囁かれた声—聖女との面談
白い石の部屋に、硬質な静けさが漂っていた。
中央に立つリュシアは、修道服の裾を揃え、形式通りの姿勢で手を組んでいる。
その表情は淡々として、感情の影が薄い。
「……聖女候補、リュシア・カーディナルです。ご用件は」
どこか遠くから響くような、無機質な声。
アマネたちの胸に、冷たい痛みが走った。
◇
カイルが一歩、前へ出る。
「リュシア。君に……会いに来た」
「私は聖女として、務めを果たします」
即答。

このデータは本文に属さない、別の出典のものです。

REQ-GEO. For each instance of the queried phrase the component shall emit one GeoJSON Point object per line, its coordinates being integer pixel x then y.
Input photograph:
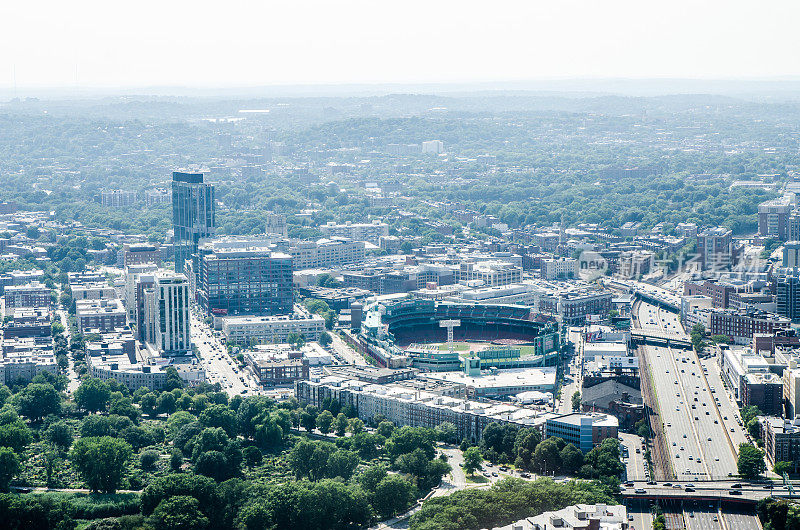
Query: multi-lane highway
{"type": "Point", "coordinates": [698, 419]}
{"type": "Point", "coordinates": [696, 440]}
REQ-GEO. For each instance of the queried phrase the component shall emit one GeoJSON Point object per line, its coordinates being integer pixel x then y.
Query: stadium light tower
{"type": "Point", "coordinates": [449, 324]}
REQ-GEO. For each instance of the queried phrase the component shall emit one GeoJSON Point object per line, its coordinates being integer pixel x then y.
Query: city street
{"type": "Point", "coordinates": [74, 382]}
{"type": "Point", "coordinates": [220, 367]}
{"type": "Point", "coordinates": [345, 352]}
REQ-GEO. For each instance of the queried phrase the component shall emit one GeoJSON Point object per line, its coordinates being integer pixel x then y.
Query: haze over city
{"type": "Point", "coordinates": [95, 44]}
{"type": "Point", "coordinates": [399, 265]}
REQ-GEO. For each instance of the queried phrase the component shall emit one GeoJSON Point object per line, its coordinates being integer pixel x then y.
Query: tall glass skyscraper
{"type": "Point", "coordinates": [192, 214]}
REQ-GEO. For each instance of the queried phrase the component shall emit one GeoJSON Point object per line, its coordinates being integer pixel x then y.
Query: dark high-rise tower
{"type": "Point", "coordinates": [192, 214]}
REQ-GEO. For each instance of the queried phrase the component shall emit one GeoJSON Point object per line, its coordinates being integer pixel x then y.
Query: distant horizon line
{"type": "Point", "coordinates": [587, 85]}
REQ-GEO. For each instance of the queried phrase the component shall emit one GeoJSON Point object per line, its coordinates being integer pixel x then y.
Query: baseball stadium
{"type": "Point", "coordinates": [437, 336]}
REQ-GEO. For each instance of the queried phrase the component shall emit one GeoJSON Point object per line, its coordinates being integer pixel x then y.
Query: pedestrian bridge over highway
{"type": "Point", "coordinates": [710, 491]}
{"type": "Point", "coordinates": [660, 338]}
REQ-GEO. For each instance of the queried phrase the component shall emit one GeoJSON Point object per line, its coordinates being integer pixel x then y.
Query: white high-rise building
{"type": "Point", "coordinates": [433, 146]}
{"type": "Point", "coordinates": [167, 313]}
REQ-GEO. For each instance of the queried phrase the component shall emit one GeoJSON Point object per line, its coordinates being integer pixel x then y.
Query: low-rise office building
{"type": "Point", "coordinates": [92, 291]}
{"type": "Point", "coordinates": [371, 232]}
{"type": "Point", "coordinates": [578, 517]}
{"type": "Point", "coordinates": [105, 315]}
{"type": "Point", "coordinates": [741, 325]}
{"type": "Point", "coordinates": [333, 252]}
{"type": "Point", "coordinates": [34, 294]}
{"type": "Point", "coordinates": [584, 430]}
{"type": "Point", "coordinates": [272, 329]}
{"type": "Point", "coordinates": [404, 404]}
{"type": "Point", "coordinates": [781, 441]}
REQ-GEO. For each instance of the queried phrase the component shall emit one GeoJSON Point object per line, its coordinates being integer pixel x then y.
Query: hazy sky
{"type": "Point", "coordinates": [247, 43]}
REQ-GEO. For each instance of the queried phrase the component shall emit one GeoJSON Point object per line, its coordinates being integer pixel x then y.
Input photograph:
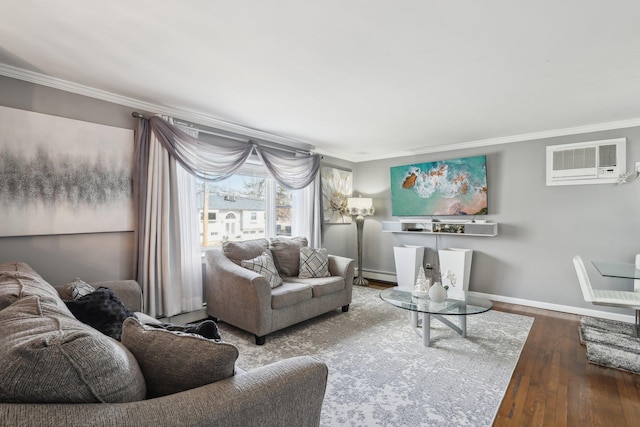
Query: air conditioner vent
{"type": "Point", "coordinates": [594, 162]}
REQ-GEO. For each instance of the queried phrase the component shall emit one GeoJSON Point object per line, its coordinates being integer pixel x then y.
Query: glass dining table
{"type": "Point", "coordinates": [617, 269]}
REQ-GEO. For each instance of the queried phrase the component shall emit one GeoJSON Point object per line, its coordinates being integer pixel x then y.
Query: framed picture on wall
{"type": "Point", "coordinates": [63, 176]}
{"type": "Point", "coordinates": [337, 186]}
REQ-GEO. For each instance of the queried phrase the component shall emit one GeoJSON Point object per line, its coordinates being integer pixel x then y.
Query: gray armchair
{"type": "Point", "coordinates": [244, 298]}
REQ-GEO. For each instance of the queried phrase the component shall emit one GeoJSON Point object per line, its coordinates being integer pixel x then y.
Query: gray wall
{"type": "Point", "coordinates": [61, 258]}
{"type": "Point", "coordinates": [540, 228]}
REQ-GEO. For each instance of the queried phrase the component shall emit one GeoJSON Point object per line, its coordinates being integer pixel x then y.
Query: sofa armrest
{"type": "Point", "coordinates": [343, 267]}
{"type": "Point", "coordinates": [237, 295]}
{"type": "Point", "coordinates": [285, 393]}
{"type": "Point", "coordinates": [128, 291]}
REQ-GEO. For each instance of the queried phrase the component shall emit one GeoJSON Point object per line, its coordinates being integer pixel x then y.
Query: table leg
{"type": "Point", "coordinates": [426, 329]}
{"type": "Point", "coordinates": [414, 319]}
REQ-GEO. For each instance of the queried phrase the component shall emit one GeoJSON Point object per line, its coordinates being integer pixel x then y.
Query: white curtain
{"type": "Point", "coordinates": [307, 213]}
{"type": "Point", "coordinates": [168, 264]}
{"type": "Point", "coordinates": [169, 267]}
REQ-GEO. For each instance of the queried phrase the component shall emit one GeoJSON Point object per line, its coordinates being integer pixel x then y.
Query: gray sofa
{"type": "Point", "coordinates": [65, 373]}
{"type": "Point", "coordinates": [244, 298]}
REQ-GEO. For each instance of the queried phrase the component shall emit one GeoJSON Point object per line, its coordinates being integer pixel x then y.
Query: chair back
{"type": "Point", "coordinates": [636, 283]}
{"type": "Point", "coordinates": [585, 284]}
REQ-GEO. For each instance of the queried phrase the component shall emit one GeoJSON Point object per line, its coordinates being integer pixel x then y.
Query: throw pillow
{"type": "Point", "coordinates": [102, 310]}
{"type": "Point", "coordinates": [264, 265]}
{"type": "Point", "coordinates": [175, 361]}
{"type": "Point", "coordinates": [313, 263]}
{"type": "Point", "coordinates": [205, 328]}
{"type": "Point", "coordinates": [50, 357]}
{"type": "Point", "coordinates": [286, 254]}
{"type": "Point", "coordinates": [248, 249]}
{"type": "Point", "coordinates": [79, 288]}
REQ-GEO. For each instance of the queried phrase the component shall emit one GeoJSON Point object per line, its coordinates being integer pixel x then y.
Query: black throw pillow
{"type": "Point", "coordinates": [102, 310]}
{"type": "Point", "coordinates": [206, 328]}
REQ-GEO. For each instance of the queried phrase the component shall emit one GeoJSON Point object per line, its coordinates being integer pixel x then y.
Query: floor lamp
{"type": "Point", "coordinates": [361, 207]}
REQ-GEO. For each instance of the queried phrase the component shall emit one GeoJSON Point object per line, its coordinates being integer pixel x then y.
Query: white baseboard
{"type": "Point", "coordinates": [390, 277]}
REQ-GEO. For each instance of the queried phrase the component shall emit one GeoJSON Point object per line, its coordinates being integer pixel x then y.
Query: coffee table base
{"type": "Point", "coordinates": [426, 325]}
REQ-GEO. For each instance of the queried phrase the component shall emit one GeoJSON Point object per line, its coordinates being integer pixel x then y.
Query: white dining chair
{"type": "Point", "coordinates": [611, 298]}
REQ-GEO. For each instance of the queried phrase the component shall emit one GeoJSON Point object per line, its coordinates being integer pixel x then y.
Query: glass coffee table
{"type": "Point", "coordinates": [437, 310]}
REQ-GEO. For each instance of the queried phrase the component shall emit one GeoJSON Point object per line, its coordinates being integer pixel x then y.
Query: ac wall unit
{"type": "Point", "coordinates": [594, 162]}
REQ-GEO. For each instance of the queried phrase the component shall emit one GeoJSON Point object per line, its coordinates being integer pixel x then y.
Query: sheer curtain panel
{"type": "Point", "coordinates": [168, 264]}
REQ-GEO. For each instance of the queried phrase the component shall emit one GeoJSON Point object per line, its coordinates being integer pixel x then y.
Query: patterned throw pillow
{"type": "Point", "coordinates": [264, 265]}
{"type": "Point", "coordinates": [80, 288]}
{"type": "Point", "coordinates": [313, 263]}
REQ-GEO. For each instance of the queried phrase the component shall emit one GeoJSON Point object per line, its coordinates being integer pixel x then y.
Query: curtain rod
{"type": "Point", "coordinates": [259, 142]}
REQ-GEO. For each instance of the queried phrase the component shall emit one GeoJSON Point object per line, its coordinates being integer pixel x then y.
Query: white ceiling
{"type": "Point", "coordinates": [357, 79]}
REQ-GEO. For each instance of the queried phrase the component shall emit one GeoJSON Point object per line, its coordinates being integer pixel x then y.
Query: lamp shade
{"type": "Point", "coordinates": [360, 206]}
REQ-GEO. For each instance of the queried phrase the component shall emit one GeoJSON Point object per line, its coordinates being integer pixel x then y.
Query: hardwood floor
{"type": "Point", "coordinates": [554, 385]}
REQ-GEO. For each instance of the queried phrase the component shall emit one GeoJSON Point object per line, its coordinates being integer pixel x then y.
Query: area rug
{"type": "Point", "coordinates": [611, 343]}
{"type": "Point", "coordinates": [381, 375]}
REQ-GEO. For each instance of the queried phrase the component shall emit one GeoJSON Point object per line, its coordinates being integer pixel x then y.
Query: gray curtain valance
{"type": "Point", "coordinates": [216, 162]}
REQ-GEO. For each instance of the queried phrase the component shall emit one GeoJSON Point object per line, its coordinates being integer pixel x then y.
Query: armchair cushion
{"type": "Point", "coordinates": [286, 254]}
{"type": "Point", "coordinates": [313, 263]}
{"type": "Point", "coordinates": [50, 357]}
{"type": "Point", "coordinates": [265, 266]}
{"type": "Point", "coordinates": [175, 361]}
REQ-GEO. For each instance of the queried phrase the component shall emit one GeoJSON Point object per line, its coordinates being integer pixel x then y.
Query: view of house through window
{"type": "Point", "coordinates": [239, 207]}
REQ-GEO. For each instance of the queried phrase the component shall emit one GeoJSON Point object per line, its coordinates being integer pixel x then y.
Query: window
{"type": "Point", "coordinates": [243, 207]}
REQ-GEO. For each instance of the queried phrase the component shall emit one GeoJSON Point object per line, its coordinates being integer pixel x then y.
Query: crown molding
{"type": "Point", "coordinates": [208, 120]}
{"type": "Point", "coordinates": [193, 116]}
{"type": "Point", "coordinates": [621, 124]}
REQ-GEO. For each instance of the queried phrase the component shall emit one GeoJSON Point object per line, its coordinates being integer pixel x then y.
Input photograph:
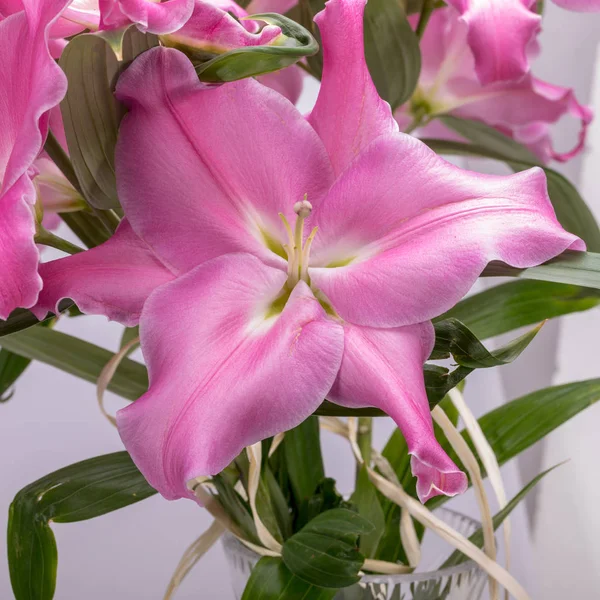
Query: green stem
{"type": "Point", "coordinates": [61, 159]}
{"type": "Point", "coordinates": [43, 236]}
{"type": "Point", "coordinates": [426, 10]}
{"type": "Point", "coordinates": [365, 437]}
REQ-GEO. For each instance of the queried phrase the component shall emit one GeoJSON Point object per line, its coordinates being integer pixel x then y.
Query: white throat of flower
{"type": "Point", "coordinates": [298, 253]}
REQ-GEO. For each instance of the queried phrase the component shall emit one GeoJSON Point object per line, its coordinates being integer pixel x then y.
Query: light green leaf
{"type": "Point", "coordinates": [78, 358]}
{"type": "Point", "coordinates": [366, 500]}
{"type": "Point", "coordinates": [391, 51]}
{"type": "Point", "coordinates": [91, 116]}
{"type": "Point", "coordinates": [302, 450]}
{"type": "Point", "coordinates": [457, 557]}
{"type": "Point", "coordinates": [513, 427]}
{"type": "Point", "coordinates": [81, 491]}
{"type": "Point", "coordinates": [250, 61]}
{"type": "Point", "coordinates": [454, 338]}
{"type": "Point", "coordinates": [577, 268]}
{"type": "Point", "coordinates": [325, 551]}
{"type": "Point", "coordinates": [272, 580]}
{"type": "Point", "coordinates": [520, 303]}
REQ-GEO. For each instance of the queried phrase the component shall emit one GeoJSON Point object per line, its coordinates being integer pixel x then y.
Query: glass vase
{"type": "Point", "coordinates": [462, 582]}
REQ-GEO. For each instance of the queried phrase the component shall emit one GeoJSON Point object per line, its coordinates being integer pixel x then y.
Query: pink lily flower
{"type": "Point", "coordinates": [273, 261]}
{"type": "Point", "coordinates": [524, 110]}
{"type": "Point", "coordinates": [31, 83]}
{"type": "Point", "coordinates": [502, 34]}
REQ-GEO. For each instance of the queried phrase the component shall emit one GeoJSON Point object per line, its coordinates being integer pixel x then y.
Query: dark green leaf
{"type": "Point", "coordinates": [91, 116]}
{"type": "Point", "coordinates": [518, 304]}
{"type": "Point", "coordinates": [391, 51]}
{"type": "Point", "coordinates": [457, 557]}
{"type": "Point", "coordinates": [130, 334]}
{"type": "Point", "coordinates": [366, 500]}
{"type": "Point", "coordinates": [302, 449]}
{"type": "Point", "coordinates": [325, 498]}
{"type": "Point", "coordinates": [12, 367]}
{"type": "Point", "coordinates": [577, 268]}
{"type": "Point", "coordinates": [78, 358]}
{"type": "Point", "coordinates": [81, 491]}
{"type": "Point", "coordinates": [254, 60]}
{"type": "Point", "coordinates": [490, 138]}
{"type": "Point", "coordinates": [571, 210]}
{"type": "Point", "coordinates": [513, 427]}
{"type": "Point", "coordinates": [454, 338]}
{"type": "Point", "coordinates": [325, 551]}
{"type": "Point", "coordinates": [272, 580]}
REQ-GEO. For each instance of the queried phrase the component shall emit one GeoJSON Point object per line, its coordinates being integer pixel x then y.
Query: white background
{"type": "Point", "coordinates": [53, 421]}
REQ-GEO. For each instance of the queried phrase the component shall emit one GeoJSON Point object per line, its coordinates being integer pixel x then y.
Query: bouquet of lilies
{"type": "Point", "coordinates": [287, 273]}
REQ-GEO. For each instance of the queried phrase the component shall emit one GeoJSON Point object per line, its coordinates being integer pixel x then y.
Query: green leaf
{"type": "Point", "coordinates": [513, 427]}
{"type": "Point", "coordinates": [325, 498]}
{"type": "Point", "coordinates": [366, 500]}
{"type": "Point", "coordinates": [490, 138]}
{"type": "Point", "coordinates": [128, 336]}
{"type": "Point", "coordinates": [302, 449]}
{"type": "Point", "coordinates": [78, 358]}
{"type": "Point", "coordinates": [576, 268]}
{"type": "Point", "coordinates": [91, 116]}
{"type": "Point", "coordinates": [391, 51]}
{"type": "Point", "coordinates": [250, 61]}
{"type": "Point", "coordinates": [518, 304]}
{"type": "Point", "coordinates": [457, 557]}
{"type": "Point", "coordinates": [325, 551]}
{"type": "Point", "coordinates": [272, 580]}
{"type": "Point", "coordinates": [81, 491]}
{"type": "Point", "coordinates": [454, 338]}
{"type": "Point", "coordinates": [571, 210]}
{"type": "Point", "coordinates": [12, 367]}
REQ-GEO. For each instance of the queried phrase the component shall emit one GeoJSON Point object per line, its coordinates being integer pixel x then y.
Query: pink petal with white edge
{"type": "Point", "coordinates": [222, 376]}
{"type": "Point", "coordinates": [501, 34]}
{"type": "Point", "coordinates": [288, 82]}
{"type": "Point", "coordinates": [213, 166]}
{"type": "Point", "coordinates": [384, 368]}
{"type": "Point", "coordinates": [579, 5]}
{"type": "Point", "coordinates": [525, 111]}
{"type": "Point", "coordinates": [20, 282]}
{"type": "Point", "coordinates": [149, 16]}
{"type": "Point", "coordinates": [113, 279]}
{"type": "Point", "coordinates": [414, 232]}
{"type": "Point", "coordinates": [214, 30]}
{"type": "Point", "coordinates": [349, 113]}
{"type": "Point", "coordinates": [42, 85]}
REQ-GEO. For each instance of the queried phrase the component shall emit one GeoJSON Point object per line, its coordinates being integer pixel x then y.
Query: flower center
{"type": "Point", "coordinates": [298, 252]}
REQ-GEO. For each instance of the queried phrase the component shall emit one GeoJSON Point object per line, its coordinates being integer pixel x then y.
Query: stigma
{"type": "Point", "coordinates": [298, 251]}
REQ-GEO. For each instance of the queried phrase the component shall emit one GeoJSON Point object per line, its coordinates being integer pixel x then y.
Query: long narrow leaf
{"type": "Point", "coordinates": [77, 357]}
{"type": "Point", "coordinates": [81, 491]}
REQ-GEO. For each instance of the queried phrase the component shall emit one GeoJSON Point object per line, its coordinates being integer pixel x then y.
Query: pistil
{"type": "Point", "coordinates": [298, 253]}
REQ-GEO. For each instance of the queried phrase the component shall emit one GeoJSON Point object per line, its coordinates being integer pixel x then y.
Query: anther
{"type": "Point", "coordinates": [303, 208]}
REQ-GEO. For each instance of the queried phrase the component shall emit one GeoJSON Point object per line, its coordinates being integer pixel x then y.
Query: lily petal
{"type": "Point", "coordinates": [214, 30]}
{"type": "Point", "coordinates": [222, 376]}
{"type": "Point", "coordinates": [406, 234]}
{"type": "Point", "coordinates": [183, 163]}
{"type": "Point", "coordinates": [501, 34]}
{"type": "Point", "coordinates": [526, 110]}
{"type": "Point", "coordinates": [20, 282]}
{"type": "Point", "coordinates": [384, 368]}
{"type": "Point", "coordinates": [288, 82]}
{"type": "Point", "coordinates": [579, 5]}
{"type": "Point", "coordinates": [113, 279]}
{"type": "Point", "coordinates": [349, 113]}
{"type": "Point", "coordinates": [42, 85]}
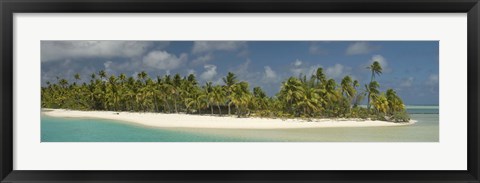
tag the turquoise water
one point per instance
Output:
(99, 130)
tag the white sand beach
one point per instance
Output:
(206, 121)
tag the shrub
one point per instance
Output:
(400, 116)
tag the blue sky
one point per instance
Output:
(410, 67)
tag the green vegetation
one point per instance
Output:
(313, 97)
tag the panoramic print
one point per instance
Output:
(239, 91)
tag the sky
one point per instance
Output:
(409, 67)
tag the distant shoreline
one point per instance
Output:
(162, 120)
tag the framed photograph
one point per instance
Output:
(232, 91)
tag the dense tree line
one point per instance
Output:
(309, 97)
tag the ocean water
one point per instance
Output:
(55, 129)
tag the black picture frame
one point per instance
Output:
(9, 7)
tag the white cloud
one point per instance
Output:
(269, 75)
(191, 71)
(407, 82)
(209, 73)
(61, 50)
(202, 59)
(164, 60)
(432, 80)
(315, 49)
(299, 68)
(209, 46)
(335, 71)
(297, 63)
(359, 48)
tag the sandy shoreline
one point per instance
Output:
(205, 121)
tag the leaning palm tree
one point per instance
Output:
(230, 80)
(372, 91)
(376, 69)
(218, 97)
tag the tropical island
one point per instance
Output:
(313, 98)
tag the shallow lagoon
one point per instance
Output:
(99, 130)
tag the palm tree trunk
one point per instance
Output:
(175, 103)
(219, 110)
(229, 109)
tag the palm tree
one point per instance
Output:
(230, 80)
(314, 96)
(380, 103)
(218, 97)
(376, 69)
(372, 90)
(208, 90)
(395, 103)
(320, 76)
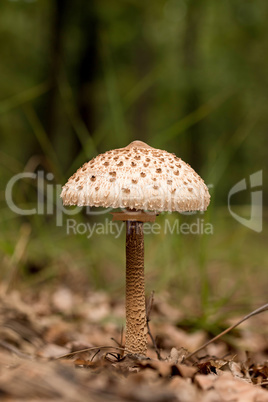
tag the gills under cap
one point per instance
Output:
(137, 177)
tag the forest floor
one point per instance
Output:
(64, 344)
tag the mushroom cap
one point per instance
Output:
(137, 177)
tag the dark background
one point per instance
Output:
(81, 77)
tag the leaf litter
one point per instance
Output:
(61, 345)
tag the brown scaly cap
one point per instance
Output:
(137, 177)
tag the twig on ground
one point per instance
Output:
(99, 348)
(255, 312)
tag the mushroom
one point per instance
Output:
(142, 181)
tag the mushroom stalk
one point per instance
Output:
(136, 328)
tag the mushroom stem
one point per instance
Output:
(136, 328)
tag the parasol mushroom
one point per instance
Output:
(137, 178)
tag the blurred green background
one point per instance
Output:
(78, 78)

まるで壁に跳ね返されたような響きだった。
だが、カイルは怯まない。
「務めだけじゃない。君は、仲間と笑って、怒って、泣いてきたはずだ」
ほんの一瞬、リュシアの瞳が揺れた。
◇
「そうだぜ!」ジークが低く声を張った。
「お前が怒ってくれたから、俺は無茶を控えるようになった。……だから、俺にとってその声は大事なんだ」
「リュシア」アルトが真剣な眼差しを向ける。
「君の言葉に救われた人は多い。形式じゃなく、君だからこその声で」
リュシアの指が、小さく震えた。
◇
「そうそう!」ミナが突然、明るく声を上げた。
「それに、お泊まり会の時に約束した下着、まだ買いに行けてないでしょ!?」
「……っ!!」
男子陣(ジークとアルト、ついでにカイルまで)が一斉に顔を真っ赤にする。
「な、なに言ってんだお前は!」
「……そういうことは場を考えろ」
小さな笑いが、部屋の張りつめた空気をほんの少しだけ崩した。
リュシアの唇がかすかに緩む。
◇
最後に、アマネが静かに言葉を紡いだ。
「……リュシアさんの笑顔は、光なんです。
その光に、私も……みんなも、救われてきたんです」
その声は真っ直ぐで、優しかった。
リュシアの目から、ふっと涙がこぼれ落ちる。
「……私は」
掠れるような声が、沈黙を破った。
「……私は、私でいても……いいのですか?」
◇
部屋の隅で控えていた審問官たちがざわめいた。
「聖女が……己の声を?」
「あり得ぬ……」
だが、その光景を前に、カイルの心は揺るがなかった。
(聞こえた……彼女自身の声が)
彼は強く拳を握りしめる。
(必ず……君を人に戻す。たとえどんな壁があろうとも)
涙を浮かべたリュシアの表情には、初めて人間らしい弱さと、救いを求める影が宿っていた。